31 The more difficult issue is the judge's conclusion that the primary facts supported a finding of 50% loss of earning capacity. Senior counsel for the appellant accepted in argument (Tr p21) that the critical issue pressed by the appellant is whether the medical opinion of Dr Chen, accepted by his Honour, justified the conclusion that there was an ongoing loss of earning capacity to the level of 50%.
32 Before us, the plaintiff emphasised that the task confronting the trial judge was assessing lost earning capacity as distinct from lost earnings. It was submitted that there was ample evidence that the earning capacity had been significantly affected. It was further submitted that the onus lay upon the defendants in the court below to show that alternative employment would have been available to the plaintiff, assuming (correctly, I believe) in the plaintiff's favour that the decision to give up his employment with ACS did not in itself represent a failure to mitigate damages.
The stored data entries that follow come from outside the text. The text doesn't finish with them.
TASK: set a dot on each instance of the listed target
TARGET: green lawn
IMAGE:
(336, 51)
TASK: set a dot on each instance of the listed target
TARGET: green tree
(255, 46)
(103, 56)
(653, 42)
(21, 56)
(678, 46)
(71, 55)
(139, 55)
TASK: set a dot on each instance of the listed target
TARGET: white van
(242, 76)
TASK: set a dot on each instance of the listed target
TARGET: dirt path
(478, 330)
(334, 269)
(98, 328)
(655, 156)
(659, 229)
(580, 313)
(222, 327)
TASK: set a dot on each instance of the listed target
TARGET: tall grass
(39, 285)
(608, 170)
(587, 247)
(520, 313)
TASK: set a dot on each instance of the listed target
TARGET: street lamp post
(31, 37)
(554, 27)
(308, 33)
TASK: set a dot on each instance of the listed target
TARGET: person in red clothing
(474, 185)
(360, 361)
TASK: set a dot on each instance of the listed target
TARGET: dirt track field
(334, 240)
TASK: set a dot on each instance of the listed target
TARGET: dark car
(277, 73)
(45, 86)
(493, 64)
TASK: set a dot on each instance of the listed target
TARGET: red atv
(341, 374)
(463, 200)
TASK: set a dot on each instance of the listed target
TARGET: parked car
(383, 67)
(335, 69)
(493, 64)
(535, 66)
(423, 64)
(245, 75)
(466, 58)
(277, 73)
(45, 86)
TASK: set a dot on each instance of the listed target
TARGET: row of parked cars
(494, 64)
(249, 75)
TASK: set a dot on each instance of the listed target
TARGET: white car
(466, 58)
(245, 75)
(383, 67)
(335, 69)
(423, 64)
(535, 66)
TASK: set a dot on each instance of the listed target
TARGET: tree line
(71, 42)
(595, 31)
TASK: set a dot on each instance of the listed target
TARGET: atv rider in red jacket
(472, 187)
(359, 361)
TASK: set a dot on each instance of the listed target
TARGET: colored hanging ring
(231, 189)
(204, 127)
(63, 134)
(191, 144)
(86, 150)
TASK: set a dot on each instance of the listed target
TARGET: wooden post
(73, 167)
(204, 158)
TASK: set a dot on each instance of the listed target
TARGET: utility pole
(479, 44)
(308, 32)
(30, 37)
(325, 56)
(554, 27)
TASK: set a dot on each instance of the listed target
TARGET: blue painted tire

The plaintiff relies upon the general principles in Watts v Rake (1960) 108 CLR 158 and Purkess v Crittenden (1965) 114 CLR 164. See also Luntz, Assessment of Damages for Personal Injury and Death 3rd ed [1.9.23]-[1.9.27].
33 The medical evidence accepted by the trial judge and the plaintiff's own admission show that the plaintiff is fit for full time clerical and administrative duties so long as he is not required to sit or stand for long periods of time. The proviso leaves a broad field of gainful employment available to the plaintiff.
34 The broad band of the plaintiff's post-operative work capacity distinguishes this case from those in which an evidentiary onus shifts clearly to the defendant to show that jobs are reasonably available for a severely disabled plaintiff. The Court cannot close its eyes to the difficulties of obtaining employment generally, especially in country centres. Nevertheless, I have concluded that, with the ultimate onus resting upon the plaintiff, the finding of 50% incapacity in the sense of diminution productive of financial loss cannot be sustained.
35 We are faced, like the trial judge, with a man in his mid-40s who gave up secure employment for reasons unconnected with the accident, in circumstances where the Commonwealth would have had a duty to continue providing suitable employment (cf Safety, Rehabilitation and Compensation Act 1988 (Cth), s40). The plaintiff has to date made virtually no attempt to find gainful employment consistent with his medical condition since the accident. Latterly, this was because he was pursuing a new career as a sports coach, despite expressed apprehensiveness about his capacity to do the physical side of such a job. In all the circumstances, the plaintiff can take very little comfort from his pattern of actual earnings as providing any real indication of his capacity to earn in consequence of his disabled condition. That capacity is untested (save (a) where the plaintiff worked without loss of income with ACS and (b) in relation to taxi driving which was unsuitable because it involved a 12-13 hour shift (Black AB 64)).
36 The plaintiff accepted that he was able to do clerical work as long as he could get up and move around. No evidence was led to suggest that clerical work was unavailable generally, or in the Coffs Harbour area in particular, that would have catered for the plaintiff's need to get up and walk around from time to time.
37 Nothing suggests the lack of necessary intellectual capacity to do a broad range of clerical jobs. The plaintiff's earlier work experience did not involve heavy physical work.
38 I have concluded that the proper level of accident-induced incapacity productive of financial loss is 25%, save for the 12 month period in 1994-95 when 100% incapacity was accepted by the trial judge. Otherwise I would not disturb the reasoning of the trial judge referable to economic loss. The parties should recalculate damages accordingly.